本発明の唇用化粧料は、塗布後の乾燥感がなく、さらにロングラスティング効果、及び製剤の経時安定性に優れる。
【実施例0086】
<試験例1>リキッドタイプの口紅の評価
下記表1に示す油剤、色材、及び粉体を混合し、均一に分散するまで撹拌混合することで、実施例1~5及び比較例1~4のリキッドタイプの口紅を調製した。実施例及び比較例においては、エステル化合物としてポリリシノレイン酸ポリグリセリル-5又はトリポリヒドロキシステアリン酸ジペンタエリスリチルを用いた。
【0087】
【表1】
【0088】
このようにして調製した実施例1~5及び比較例1~4のリキッドタイプの口紅について、以下の基準により製剤のロングラスティング効果、塗布後の乾燥感のなさ(乾燥耐性)、及び製剤の経時安定性について評価した。結果を表1に示す。
【0089】
(ロングラスティング効果)
腕に調製した口紅を塗布し、この塗布面を測色計(コニカミノルタ株式会社製 分光測色計CM-600d)を用い測定した(1)。(1)の塗布面に純水を適量噴霧した後、塗布面に対し均一に一定荷重をかけてティッシュオフした(2)。(2)の塗布面を測色した後、オリーブオイルを塗布し(2)と同一手順でティッシュオフし再度塗布面を測色した(3)。
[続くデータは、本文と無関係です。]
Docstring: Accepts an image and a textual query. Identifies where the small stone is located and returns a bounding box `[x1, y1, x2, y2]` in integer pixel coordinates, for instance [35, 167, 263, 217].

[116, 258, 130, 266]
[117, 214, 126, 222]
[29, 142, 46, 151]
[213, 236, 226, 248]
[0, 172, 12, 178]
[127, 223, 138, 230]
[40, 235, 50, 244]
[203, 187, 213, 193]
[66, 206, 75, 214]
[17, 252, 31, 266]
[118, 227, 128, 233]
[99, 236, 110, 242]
(1)~(3)のデータから色差ΔEを算出するともに、熟練の複数名の評価者が目視にて相対評価したスコアを◎~×で表した。
◎・・・目視で色残りがはっきりとわかり、ΔEは4.0以下である。
〇・・・目視でやや色落ちが感じられ、ΔEは5.0~7.0である。
△・・・目視によりかなり色落ちが感じられ、ΔEは8.0以上である。
×・・・目視で色残りが確認できず、ΔEをとるまでもない。
(乾燥耐性)
唇に調製した口紅を塗布し、2時間後の乾燥感を、熟練の複数名の評価者が評価した。乾燥感を感じる市場品と比較するために、唇の半分には市場品を、更に半分には作製した口紅を塗布した。
◎・・・乾燥を全く感じず、唇への保護感があり、塗布した口紅もよく残っている。唇の外観も乾燥感を感じない。
〇・・・乾燥を感じず、唇への保護感はあるが、塗布した口紅は全体的に薄くなっている。唇の外観も乾燥感を感じない。
△・・・乾燥を感じにくく、塗布した口紅は唇の一部にのみ膜が残存し口紅が塗布されている感じは残るが、唇への保護感を感じない。唇の外観は乾燥感をやや感じる。
×・・・乾燥を感じ、唇への保護感が無く唇表面の皮膚が割れるような感覚があり、塗布した口紅は残っていない。また外観も乾燥感を感じる。
(製剤の経時安定性)
調製したリキッドタイプの口紅を熟練の複数名の評価者に観察させ、以下の基準で製剤の経時安定性を評価した。
◎・・・時間がたっても常に製剤の離しょうは見られない。
〇・・・時間がたつとやや製剤の離しょうが見られる。
△・・・時間がたつと製剤の離しょうが見られる。
×・・・調製直後から常に離しょうが見られる。
【0090】
表1の実施例1~5に示すとおり、(エチレン/プロピレン)コポリマーと、エステル化合物を組み合わせて用いることで、ロングラスティング効果、乾燥耐性、及び製剤の経時安定性に優れることがわかった。
【0091】
一方、(エチレン/プロピレン)コポリマー、エステル化合物の何れも配合せず、代わりにパルミチン酸デキストリン(多糖脂肪酸エステルからなるゲル化剤)と極性油剤を比較的多量に配合した比較例1は、ロングラスティング効果に優れるが、乾燥耐性及び製剤の経時安定性に劣っていた。
【0092】
比較例2は、実施例1の(エチレン/プロピレン)コポリマーに代えて、パルミチン酸デキストリンを配合した口紅である。実施例1と比較例2を比較したところ、比較例2は実施例1よりもロングラスティング効果及び製剤の経時安定性に劣る結果となった。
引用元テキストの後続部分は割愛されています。